SOME SUNDAY ZEN | COLORFUL KINETIC INSTALLATION OF TOY SPHERES | Nils Völker
WHERE’S THE MAGIC IN FAMILY DINNER? | well.blogs.nytimes.com
A mother makes the argument that it is not so much about what happens at the dinner table, but that you make it to the table…”Like many families, we strive to eat dinner together as often as possible. And when my husband and I meet our tween and her younger sister at the table, we sometimes have worthwhile conversations or manage to crack each other up. But, at least as often, dinner devolves into a failing effort to find out what happened at school or a nag-fest over mealtime manners. After an especially short or harried supper, I can find myself wondering how the family gathering that just transpired could possibly help to raise my daughters’ grades, improve their psychological well-being or lower their risk of substance abuse.”
MOTHERHOOD KICKS FEAR’S ASS | rokimom.com
A mother of two who has struggled with anxiety for 10+ years makes a list of the fears fueling her anxiety that have been put to the test through motherhood…“After my first daughter was born it got really intense.
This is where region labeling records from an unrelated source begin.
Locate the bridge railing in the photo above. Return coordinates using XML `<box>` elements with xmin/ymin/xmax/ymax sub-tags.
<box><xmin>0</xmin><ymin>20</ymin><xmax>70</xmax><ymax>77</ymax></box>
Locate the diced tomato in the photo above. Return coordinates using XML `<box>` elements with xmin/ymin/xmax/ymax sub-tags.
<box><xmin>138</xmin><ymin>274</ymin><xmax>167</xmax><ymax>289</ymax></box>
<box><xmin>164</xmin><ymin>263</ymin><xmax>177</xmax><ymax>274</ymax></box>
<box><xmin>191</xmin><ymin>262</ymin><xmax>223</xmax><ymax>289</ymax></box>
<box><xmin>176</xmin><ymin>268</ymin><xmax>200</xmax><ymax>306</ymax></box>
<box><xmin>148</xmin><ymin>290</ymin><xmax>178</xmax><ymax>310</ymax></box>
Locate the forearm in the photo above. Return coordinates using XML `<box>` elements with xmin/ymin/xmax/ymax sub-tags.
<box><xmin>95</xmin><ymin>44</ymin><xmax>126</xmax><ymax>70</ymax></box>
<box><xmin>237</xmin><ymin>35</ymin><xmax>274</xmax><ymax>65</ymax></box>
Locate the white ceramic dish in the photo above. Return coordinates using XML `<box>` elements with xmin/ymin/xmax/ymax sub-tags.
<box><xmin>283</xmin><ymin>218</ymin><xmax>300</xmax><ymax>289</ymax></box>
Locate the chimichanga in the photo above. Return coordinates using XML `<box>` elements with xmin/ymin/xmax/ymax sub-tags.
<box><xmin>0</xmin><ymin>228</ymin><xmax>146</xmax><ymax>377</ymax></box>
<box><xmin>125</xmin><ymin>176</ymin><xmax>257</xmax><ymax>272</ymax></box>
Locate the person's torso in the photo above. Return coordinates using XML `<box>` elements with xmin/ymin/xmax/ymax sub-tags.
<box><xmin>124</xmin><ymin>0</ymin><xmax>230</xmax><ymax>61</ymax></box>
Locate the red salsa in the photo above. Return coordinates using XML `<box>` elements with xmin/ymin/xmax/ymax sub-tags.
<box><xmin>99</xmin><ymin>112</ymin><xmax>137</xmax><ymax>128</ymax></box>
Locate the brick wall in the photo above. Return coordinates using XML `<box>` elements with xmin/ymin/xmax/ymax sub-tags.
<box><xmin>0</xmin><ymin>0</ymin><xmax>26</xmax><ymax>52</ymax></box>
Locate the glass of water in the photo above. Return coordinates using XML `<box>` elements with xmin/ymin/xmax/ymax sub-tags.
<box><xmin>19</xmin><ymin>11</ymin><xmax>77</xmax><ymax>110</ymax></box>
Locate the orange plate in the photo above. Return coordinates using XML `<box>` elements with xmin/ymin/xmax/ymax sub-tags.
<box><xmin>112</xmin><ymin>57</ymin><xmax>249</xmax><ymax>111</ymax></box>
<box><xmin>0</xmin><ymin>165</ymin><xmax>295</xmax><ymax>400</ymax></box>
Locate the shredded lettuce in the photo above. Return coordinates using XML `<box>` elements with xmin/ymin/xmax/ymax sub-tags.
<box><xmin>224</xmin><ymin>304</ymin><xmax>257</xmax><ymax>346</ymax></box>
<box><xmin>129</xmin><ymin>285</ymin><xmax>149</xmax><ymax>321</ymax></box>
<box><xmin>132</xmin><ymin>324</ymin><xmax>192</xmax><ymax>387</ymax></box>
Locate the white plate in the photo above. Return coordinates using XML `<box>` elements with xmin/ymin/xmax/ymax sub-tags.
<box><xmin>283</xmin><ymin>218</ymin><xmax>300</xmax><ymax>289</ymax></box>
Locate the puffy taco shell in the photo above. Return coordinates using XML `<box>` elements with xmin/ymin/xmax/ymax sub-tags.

I remember after my husband went back to work and the visitors slowed down I would get up with her in the morning and just freeze. I did not know what to do with my day. I all of a sudden had all of these new and strange responsibilities and I felt so much on my shoulders that I was literally paralyzed. It was so bad my milk almost completely dried up (which ended up being fine because breastfeeding was not going well anyways and then I could get back on my anxiety medicine). Then I was scared to tell people I wasn’t breastfeeding. I was scared to tell my Mom I wanted and needed to go back to work. And all the fear just fed the Anxiety.”
LA families looking for an awesome artisanal craft fair, mark your calendars for the Echo Park Craft Fair May 7 & 8 (Mother’s Day weekend).
For LA cinema, IMAX’s new documentary A Beautiful Planet, narrated by Jennifer Lawrence, comes out on April 29th. For New Yorkers, who have not yet seen Star Wars: The Force Awakens, be sure to line up early on April 27th at Manhattan Beach Park in Brooklyn for a free outdoor screening.
With this year marking the 400th anniversary of Shakespeare’s death, be sure to catch plenty of Shakespeare starting with Will Geer’s Theatricum Botanicum lineup. Also for LA theatre, check out Gruesome Playground Injuries at the Hudson Backstage in Hollywood, “pitch-black” comedy Dinner At Home Between Deaths at the Odyssey and be on the lookout for Eugene O’Neill’s Hairy Ape opening May 14 at the Odyssey. Interested in dance? Watch for are Hubbard Street Dance Chicago coming to Irvine Barclay on April 28th and New York-based Bryn Cohn + Artists Dance Company making their Los Angeles debut May 6 & 7.